Support for QKD Device Evaluations: The Common Criteria Protection Profile for Prepare and Measure Quantum Key Distribution Modules (L12c)
Quantum Key distribution (QKD) is a vivid and fast developing field where many devices are in a pioneer or prototype stage, deployment of QKD devices in communication infrastructures is planned, and the standardization process is ongoing. With the progress in planning and deployment of quantum technologies for secure communication in metropolitan area networks and wide area networks, the need for QKD capable trustworthy equipment rises.
Sponsored by BSI, Deutsche Telekom Security drafted a Protection Profile (PP) for Prepare and Measure Quantum Key Distribution Modules. It adopts discussed and consolidated comments from the members of the ETSI ISG for Quantum Key Distribution and is to be approved by ETSI as an industrial standard.

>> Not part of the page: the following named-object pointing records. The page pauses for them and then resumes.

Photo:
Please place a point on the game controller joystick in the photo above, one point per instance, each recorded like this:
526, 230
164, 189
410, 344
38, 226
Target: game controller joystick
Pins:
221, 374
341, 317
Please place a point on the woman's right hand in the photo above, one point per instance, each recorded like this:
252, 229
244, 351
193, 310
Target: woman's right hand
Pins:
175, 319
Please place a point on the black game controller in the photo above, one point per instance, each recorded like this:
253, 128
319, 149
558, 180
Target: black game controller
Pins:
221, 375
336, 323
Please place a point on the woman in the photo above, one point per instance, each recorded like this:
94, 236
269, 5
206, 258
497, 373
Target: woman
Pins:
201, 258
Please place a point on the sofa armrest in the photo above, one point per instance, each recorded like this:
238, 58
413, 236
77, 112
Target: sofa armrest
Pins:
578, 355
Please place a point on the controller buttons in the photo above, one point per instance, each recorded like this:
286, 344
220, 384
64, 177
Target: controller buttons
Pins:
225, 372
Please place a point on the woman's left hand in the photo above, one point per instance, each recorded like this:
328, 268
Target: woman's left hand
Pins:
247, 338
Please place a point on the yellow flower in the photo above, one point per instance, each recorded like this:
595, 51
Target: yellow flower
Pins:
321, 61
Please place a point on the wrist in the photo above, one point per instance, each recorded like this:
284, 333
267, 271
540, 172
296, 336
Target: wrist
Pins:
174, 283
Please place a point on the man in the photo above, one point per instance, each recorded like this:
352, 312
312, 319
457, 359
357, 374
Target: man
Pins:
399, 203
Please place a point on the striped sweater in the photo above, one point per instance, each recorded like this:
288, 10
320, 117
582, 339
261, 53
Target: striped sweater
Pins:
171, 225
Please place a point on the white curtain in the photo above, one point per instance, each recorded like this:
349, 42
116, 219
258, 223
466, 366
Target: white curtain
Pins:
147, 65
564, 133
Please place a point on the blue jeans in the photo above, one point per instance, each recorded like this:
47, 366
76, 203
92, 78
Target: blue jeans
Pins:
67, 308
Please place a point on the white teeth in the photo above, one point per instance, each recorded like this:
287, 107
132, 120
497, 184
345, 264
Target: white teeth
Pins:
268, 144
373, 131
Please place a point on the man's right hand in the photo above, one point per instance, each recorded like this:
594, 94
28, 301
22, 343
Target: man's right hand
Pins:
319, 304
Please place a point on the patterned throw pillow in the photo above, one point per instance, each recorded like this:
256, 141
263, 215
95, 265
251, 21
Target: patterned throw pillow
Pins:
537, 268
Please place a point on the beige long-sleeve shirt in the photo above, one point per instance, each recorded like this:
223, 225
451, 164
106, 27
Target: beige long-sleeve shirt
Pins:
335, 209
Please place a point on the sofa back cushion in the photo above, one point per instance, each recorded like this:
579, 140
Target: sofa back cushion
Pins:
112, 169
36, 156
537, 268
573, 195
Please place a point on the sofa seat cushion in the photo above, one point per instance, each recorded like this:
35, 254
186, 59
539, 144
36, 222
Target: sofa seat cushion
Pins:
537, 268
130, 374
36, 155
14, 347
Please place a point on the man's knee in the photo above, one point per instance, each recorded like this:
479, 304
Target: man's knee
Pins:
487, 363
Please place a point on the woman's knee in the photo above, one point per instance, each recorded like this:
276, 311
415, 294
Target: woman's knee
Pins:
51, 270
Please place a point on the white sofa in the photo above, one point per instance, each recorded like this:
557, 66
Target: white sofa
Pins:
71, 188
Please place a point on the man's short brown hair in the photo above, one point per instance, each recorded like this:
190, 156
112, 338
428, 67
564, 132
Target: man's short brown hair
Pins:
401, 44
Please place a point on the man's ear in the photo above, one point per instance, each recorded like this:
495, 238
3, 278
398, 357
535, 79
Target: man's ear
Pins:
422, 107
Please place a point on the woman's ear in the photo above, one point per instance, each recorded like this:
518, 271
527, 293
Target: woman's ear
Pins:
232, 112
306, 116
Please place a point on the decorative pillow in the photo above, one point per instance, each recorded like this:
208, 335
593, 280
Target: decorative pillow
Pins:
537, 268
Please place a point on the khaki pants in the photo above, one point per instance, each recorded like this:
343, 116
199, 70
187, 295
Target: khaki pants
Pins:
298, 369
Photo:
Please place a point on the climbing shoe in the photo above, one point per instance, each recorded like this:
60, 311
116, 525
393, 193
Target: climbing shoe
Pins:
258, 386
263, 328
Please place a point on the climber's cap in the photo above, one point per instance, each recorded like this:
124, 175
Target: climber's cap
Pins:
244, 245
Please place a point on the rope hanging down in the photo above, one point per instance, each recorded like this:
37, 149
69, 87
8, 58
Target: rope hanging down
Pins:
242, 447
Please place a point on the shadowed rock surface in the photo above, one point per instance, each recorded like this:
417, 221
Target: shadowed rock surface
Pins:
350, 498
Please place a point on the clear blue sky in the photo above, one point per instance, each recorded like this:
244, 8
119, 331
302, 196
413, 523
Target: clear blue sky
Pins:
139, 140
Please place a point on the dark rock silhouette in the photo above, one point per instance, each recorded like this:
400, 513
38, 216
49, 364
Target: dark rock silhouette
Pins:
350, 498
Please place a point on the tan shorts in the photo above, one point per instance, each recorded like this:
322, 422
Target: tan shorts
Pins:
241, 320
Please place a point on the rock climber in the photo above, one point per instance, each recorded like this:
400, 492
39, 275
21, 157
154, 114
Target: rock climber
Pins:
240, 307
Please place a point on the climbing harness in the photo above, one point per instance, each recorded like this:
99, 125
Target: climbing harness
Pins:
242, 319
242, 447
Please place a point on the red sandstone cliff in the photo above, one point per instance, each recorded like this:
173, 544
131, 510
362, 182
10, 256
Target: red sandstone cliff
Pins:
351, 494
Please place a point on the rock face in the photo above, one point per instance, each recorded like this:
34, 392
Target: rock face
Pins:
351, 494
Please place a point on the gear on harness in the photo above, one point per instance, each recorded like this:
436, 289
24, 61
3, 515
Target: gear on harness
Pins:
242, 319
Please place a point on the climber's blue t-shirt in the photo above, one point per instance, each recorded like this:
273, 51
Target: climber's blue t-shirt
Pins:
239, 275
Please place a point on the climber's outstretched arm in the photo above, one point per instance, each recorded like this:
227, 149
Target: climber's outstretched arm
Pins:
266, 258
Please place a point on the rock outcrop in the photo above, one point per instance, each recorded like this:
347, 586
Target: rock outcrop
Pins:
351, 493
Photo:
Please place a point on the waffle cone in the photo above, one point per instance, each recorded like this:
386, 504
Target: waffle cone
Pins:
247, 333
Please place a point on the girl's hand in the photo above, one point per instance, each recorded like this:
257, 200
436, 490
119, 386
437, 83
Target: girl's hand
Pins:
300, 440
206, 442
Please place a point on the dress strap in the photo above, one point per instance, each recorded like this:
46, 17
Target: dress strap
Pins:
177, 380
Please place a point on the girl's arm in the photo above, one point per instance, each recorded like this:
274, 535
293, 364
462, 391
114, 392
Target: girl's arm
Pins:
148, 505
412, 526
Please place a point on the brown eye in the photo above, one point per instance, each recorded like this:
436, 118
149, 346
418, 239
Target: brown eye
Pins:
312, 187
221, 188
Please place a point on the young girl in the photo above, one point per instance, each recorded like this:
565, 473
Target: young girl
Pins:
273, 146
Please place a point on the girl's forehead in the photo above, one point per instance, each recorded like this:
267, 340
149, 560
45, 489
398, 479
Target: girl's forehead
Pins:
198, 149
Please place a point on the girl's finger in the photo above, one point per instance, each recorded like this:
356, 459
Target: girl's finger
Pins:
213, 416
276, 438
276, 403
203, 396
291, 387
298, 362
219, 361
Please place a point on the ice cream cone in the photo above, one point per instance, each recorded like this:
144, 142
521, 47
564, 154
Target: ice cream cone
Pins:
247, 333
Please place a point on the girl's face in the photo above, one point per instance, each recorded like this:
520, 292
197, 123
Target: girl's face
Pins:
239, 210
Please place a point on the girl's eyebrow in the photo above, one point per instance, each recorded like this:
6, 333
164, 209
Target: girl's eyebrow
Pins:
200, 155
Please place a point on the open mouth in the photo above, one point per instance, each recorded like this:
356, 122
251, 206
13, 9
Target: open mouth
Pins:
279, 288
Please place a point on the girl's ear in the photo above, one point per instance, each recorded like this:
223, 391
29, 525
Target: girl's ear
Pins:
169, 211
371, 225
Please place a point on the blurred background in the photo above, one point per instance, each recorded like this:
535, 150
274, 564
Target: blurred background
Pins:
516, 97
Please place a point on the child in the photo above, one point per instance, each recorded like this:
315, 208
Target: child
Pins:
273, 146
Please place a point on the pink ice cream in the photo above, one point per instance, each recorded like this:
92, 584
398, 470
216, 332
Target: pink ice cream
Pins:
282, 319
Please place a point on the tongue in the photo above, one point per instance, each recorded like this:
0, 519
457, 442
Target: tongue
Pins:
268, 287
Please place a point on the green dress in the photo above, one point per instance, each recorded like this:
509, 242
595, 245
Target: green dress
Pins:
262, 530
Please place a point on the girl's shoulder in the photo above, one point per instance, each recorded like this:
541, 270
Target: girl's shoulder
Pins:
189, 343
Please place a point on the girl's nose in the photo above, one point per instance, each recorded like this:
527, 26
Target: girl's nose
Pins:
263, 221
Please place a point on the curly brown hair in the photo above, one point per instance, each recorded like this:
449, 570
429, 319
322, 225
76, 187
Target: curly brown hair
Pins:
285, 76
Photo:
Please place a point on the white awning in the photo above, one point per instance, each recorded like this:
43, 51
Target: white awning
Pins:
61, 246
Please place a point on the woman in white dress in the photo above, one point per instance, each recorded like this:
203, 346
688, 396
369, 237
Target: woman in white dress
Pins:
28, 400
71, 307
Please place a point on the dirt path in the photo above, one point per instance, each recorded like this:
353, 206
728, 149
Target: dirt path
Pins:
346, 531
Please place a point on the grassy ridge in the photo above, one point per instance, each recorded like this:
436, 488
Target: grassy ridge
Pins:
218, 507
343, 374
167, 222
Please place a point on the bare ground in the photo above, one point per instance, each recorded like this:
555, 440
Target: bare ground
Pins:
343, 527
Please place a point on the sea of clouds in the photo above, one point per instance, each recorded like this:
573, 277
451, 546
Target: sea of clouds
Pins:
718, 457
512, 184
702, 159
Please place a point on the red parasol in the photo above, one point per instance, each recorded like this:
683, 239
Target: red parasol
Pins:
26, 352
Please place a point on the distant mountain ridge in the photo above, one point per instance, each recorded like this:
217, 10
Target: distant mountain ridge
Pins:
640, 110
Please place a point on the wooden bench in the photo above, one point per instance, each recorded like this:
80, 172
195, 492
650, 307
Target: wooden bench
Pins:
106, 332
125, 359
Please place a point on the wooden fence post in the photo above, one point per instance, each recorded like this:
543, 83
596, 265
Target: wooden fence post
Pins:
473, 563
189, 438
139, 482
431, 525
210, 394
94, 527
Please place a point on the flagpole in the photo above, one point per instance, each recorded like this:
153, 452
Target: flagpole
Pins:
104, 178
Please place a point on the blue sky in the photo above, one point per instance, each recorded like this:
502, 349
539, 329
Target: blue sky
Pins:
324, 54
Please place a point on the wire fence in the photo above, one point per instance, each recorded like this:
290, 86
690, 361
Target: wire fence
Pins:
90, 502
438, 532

With our approach of PP creation we wish to provide guidance with respect to Common criteria security evaluation in that early stage already. The PP describes the security requirements for QKD modules, which use a Prepare and Measure QKD protocol. This PP considers the case, where both modules are located in environments with identical security requirements. This PP deliberately offers degrees of freedom to ST authors in order to allow them to adapt to upcoming QKD standards and to foster innovative solutions in an upcoming technology. The PP fixes the evaluation level EAL4, augmented by the sub-activity vulnerability analysis (AVA_VAN.5), and by the sub-activity for development security ALC_DVS.2. The PP comes with packages. It is written with several incompatible use cases, environments, and business models in mind, and offers options, choices, and even blanks to fill for the ST author to accommodate most of these.